How to echo the allowed scopes in the Dynamic Client Registration response?

We’re trying to use KeyCloak as an Authorization Server in support of SMART App Launch which is an OAuth / OpenID Connect profile being used in healthcare.

This specification has a conformance test suite and we’re failing one of the conformance tests because it is looking for a JSON key named “scope” in the response to the Dynamic Client Registration it submits.

KeyCloak does return all other fields being checked in the test, including redirect_uris, token_endpoint_auth_method, grant_types, response_types, client_id, client_secret, client_name, client_id_issued_at, client_secret_expires_at, etc.

I think they are basing the test on the following language from RFC 7591 - OAuth 2.0 Dynamic Client Registration Protocol

Additionally, the authorization server MUST return all registered metadata about this client, including any fields provisioned by the authorization server itself.

My understanding as they interpret that to mean that all registered fields from RFC 7591 - OAuth 2.0 Dynamic Client Registration Protocol must be in the response, although they only check for “client_id” and “scope”.

Does it sound right?

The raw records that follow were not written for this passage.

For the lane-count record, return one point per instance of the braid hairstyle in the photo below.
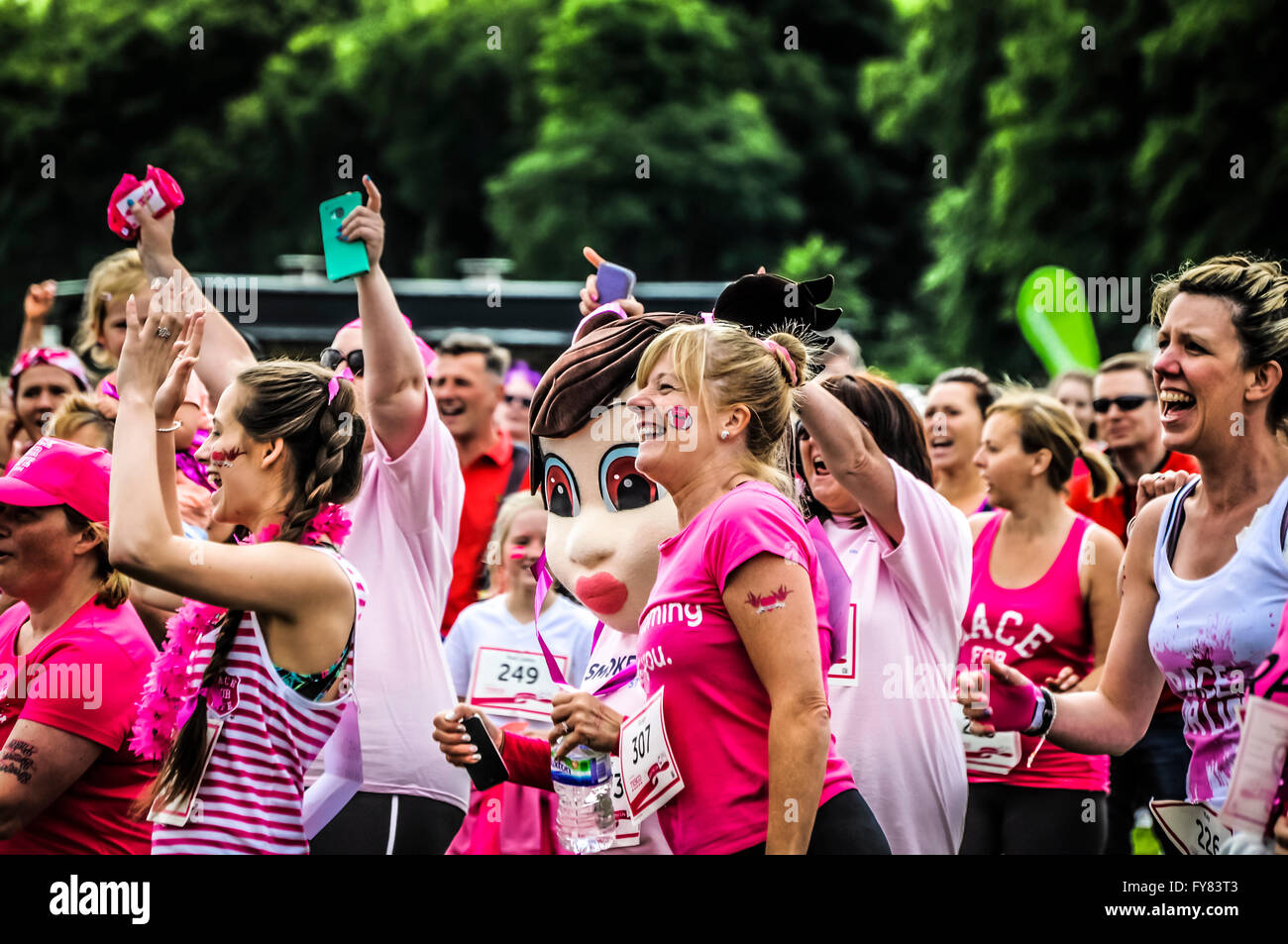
(286, 399)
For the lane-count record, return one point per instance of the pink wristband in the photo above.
(1013, 707)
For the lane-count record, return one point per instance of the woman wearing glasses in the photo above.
(1205, 575)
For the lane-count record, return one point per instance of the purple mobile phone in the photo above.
(613, 282)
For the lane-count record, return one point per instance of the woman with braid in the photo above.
(286, 446)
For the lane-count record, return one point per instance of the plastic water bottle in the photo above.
(584, 782)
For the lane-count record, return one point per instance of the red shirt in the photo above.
(84, 678)
(484, 487)
(1115, 511)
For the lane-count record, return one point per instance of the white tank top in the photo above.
(1210, 635)
(252, 797)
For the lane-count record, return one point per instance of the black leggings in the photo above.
(1003, 819)
(844, 826)
(420, 827)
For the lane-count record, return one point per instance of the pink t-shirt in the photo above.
(1038, 630)
(898, 726)
(715, 707)
(1271, 677)
(84, 678)
(404, 523)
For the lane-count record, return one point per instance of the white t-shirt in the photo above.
(566, 627)
(404, 527)
(898, 726)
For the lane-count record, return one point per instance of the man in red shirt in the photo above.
(1128, 420)
(469, 382)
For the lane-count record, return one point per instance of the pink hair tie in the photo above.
(780, 352)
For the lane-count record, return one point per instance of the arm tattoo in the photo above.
(18, 759)
(774, 600)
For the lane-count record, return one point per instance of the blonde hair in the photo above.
(726, 366)
(80, 410)
(117, 274)
(114, 586)
(1044, 424)
(1257, 295)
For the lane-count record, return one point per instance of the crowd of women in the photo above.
(858, 626)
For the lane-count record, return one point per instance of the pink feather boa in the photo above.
(174, 682)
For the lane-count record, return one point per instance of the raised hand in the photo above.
(153, 346)
(590, 299)
(366, 223)
(40, 299)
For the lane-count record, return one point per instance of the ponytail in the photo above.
(1104, 480)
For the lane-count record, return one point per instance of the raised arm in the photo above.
(227, 352)
(278, 578)
(35, 307)
(393, 374)
(782, 646)
(851, 456)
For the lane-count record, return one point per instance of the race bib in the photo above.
(649, 772)
(627, 829)
(1193, 828)
(515, 682)
(1257, 767)
(846, 672)
(995, 755)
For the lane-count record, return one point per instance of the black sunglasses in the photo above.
(1125, 403)
(333, 359)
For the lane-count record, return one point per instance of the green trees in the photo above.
(931, 154)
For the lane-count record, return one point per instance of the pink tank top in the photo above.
(252, 798)
(1038, 630)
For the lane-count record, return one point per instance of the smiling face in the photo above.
(1199, 374)
(522, 549)
(822, 485)
(605, 518)
(1006, 469)
(467, 393)
(233, 464)
(40, 389)
(953, 425)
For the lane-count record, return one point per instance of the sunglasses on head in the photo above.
(333, 359)
(1125, 403)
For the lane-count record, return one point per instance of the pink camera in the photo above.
(158, 189)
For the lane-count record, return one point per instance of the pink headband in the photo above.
(781, 355)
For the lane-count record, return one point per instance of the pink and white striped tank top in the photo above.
(252, 797)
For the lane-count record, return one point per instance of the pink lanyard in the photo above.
(544, 583)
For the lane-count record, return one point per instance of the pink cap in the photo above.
(54, 472)
(426, 353)
(54, 357)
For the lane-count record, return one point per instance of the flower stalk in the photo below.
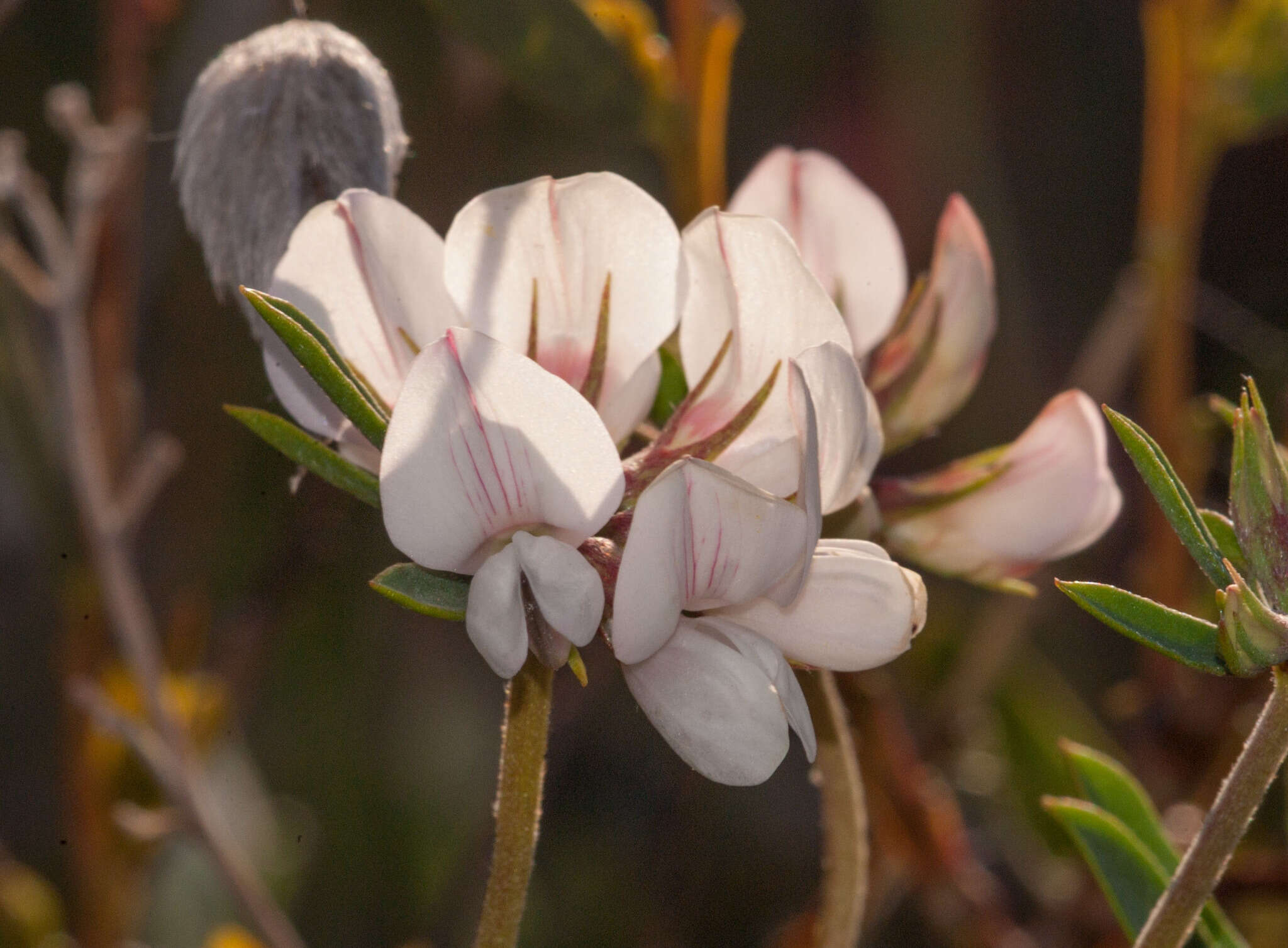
(844, 815)
(1177, 911)
(525, 730)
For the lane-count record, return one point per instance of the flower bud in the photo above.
(1258, 497)
(1252, 637)
(280, 121)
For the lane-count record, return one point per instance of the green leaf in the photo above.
(303, 449)
(1106, 782)
(1108, 785)
(1171, 495)
(324, 362)
(1177, 636)
(1221, 529)
(431, 592)
(1128, 873)
(670, 390)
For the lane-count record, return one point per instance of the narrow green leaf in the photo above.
(303, 449)
(1171, 495)
(328, 367)
(424, 590)
(1128, 873)
(1177, 636)
(1106, 782)
(670, 390)
(1111, 786)
(1221, 529)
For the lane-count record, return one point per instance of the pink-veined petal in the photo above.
(567, 589)
(700, 539)
(715, 706)
(484, 442)
(562, 240)
(843, 229)
(742, 275)
(366, 270)
(494, 614)
(961, 286)
(849, 428)
(858, 610)
(1055, 496)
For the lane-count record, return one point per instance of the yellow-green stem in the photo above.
(843, 813)
(525, 729)
(1176, 912)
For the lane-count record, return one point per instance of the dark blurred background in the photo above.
(374, 730)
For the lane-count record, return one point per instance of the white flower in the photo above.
(933, 360)
(742, 284)
(495, 466)
(1045, 496)
(958, 307)
(719, 686)
(579, 273)
(844, 232)
(369, 272)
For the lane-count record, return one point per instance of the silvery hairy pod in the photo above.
(279, 123)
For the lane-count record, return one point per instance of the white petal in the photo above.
(566, 587)
(362, 268)
(714, 705)
(1055, 497)
(700, 539)
(494, 615)
(629, 405)
(849, 428)
(844, 232)
(742, 275)
(564, 240)
(858, 610)
(484, 442)
(777, 669)
(961, 286)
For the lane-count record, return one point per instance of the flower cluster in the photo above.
(519, 357)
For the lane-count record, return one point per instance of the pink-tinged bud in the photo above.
(1252, 636)
(928, 367)
(1258, 497)
(996, 517)
(277, 123)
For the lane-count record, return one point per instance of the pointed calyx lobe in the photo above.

How do we add the missing keys to the DCR response?

as for the dynamic registration issue, although OIDC spec does state that “all registered Metadata” be returned, it adds flexibility by saying “An Authorization Server MAY ignore values provided by the client”. If you look at the OIDC compliance certification spec, it excludes “scope” requirement from dynamic spec, and keycloak is certified implementation. https://openid.net/wordpress-content/uploads/2018/06/OpenID-Connect-Conformance-Profiles.pdf. So I would suggest health care profile to relax the return data format requirement, and better align with OIDC conformance requirement unless it is absolutely required.